Somewhere deep along the spine, by a twist of two of small intestine and near the appendix scar Jim didn't have but John did, the bowels steeled themselves. I don't just mean in the sense of intestinal fortitude, but also in a sense that hadn't yet been spoken between myself, as Jim, and Bryan, between Bryan's kisser and his soon-to-be-partner. We hadn't said it, but positions and gestures suggested Bryan would top. Bowels needed to be aware of this and needed to be ready. That got me reflecting back on Pete as Bryan's partner and thinking of that magnificent schlong in the hands of a partner as a committed top. Again, it seemed in furthering my own theories, the soul and the mind went along with whatever the body lent itself toward. But Bryan's body, shifting itself onto me as I thought this, must have out-forced Pete's, which must have meant Bryan's equipment commensurately outpaced . . .

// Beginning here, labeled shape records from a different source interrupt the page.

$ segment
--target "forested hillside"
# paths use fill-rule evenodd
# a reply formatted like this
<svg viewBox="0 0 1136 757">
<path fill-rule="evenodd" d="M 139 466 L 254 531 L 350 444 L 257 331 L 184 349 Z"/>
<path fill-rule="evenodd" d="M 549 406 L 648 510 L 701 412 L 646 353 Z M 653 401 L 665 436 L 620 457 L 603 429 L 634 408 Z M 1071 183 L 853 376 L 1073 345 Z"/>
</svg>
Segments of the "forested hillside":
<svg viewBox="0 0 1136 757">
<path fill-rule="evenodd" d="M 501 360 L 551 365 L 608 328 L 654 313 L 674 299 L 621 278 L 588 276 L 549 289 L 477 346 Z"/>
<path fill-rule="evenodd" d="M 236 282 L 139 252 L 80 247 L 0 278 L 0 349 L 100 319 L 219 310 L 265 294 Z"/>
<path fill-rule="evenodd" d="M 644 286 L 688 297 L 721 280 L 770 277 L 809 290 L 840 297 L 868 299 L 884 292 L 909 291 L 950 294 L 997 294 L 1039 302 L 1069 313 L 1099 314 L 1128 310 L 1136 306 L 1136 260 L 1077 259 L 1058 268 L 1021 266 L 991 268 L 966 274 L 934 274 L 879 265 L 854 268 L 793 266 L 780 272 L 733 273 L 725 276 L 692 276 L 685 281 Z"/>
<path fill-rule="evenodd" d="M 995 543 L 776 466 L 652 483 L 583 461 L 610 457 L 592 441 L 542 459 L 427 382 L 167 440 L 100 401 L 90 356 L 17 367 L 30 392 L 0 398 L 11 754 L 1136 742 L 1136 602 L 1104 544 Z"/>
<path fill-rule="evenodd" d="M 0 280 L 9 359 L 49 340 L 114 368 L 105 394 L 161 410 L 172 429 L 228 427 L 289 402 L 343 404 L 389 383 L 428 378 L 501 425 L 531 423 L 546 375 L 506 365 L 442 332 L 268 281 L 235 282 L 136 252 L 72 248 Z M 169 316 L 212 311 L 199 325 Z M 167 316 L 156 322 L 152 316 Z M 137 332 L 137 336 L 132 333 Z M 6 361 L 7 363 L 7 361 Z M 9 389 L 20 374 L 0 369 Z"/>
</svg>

Oh, my. My own stirring loins met Bryan's, and again, as with the lips, I'm sure we both felt a third in some imagined, penile menage a trois, with proverbial inches to spare. His hips were grinding and his thrusts were determined and my bowels were, umm, taking note. So, John, inside Jim in a different way than Bryan is about to be inside Jim, you're really going through with--letting him go through, with this? You're really working your way back to white from Asian, as racist as that is, though millions of Asians never can do so, and though it's probably racist even to think they would want to? You're really going to let him fuck you, knowing what his inclination tells you about Luke, his former beau, and knowing what his inclination tells you about the self you're about to be reborn as, as Bryan, resuscitated and yet murdered, him and yet also you? You're really going to let his kissing--his sucking--his nipple biting--his riming--his lubing you up--disarm all your moral qualms on his behalf and yours? The nervous bowels relaxed, the Asian eyes closed as pupils rolled themselves high up in sockets, the lips tensed as what were Jim's lips (for now) against Bryan's, the coil released. And I, John, Jim, Bryan, answered my questions.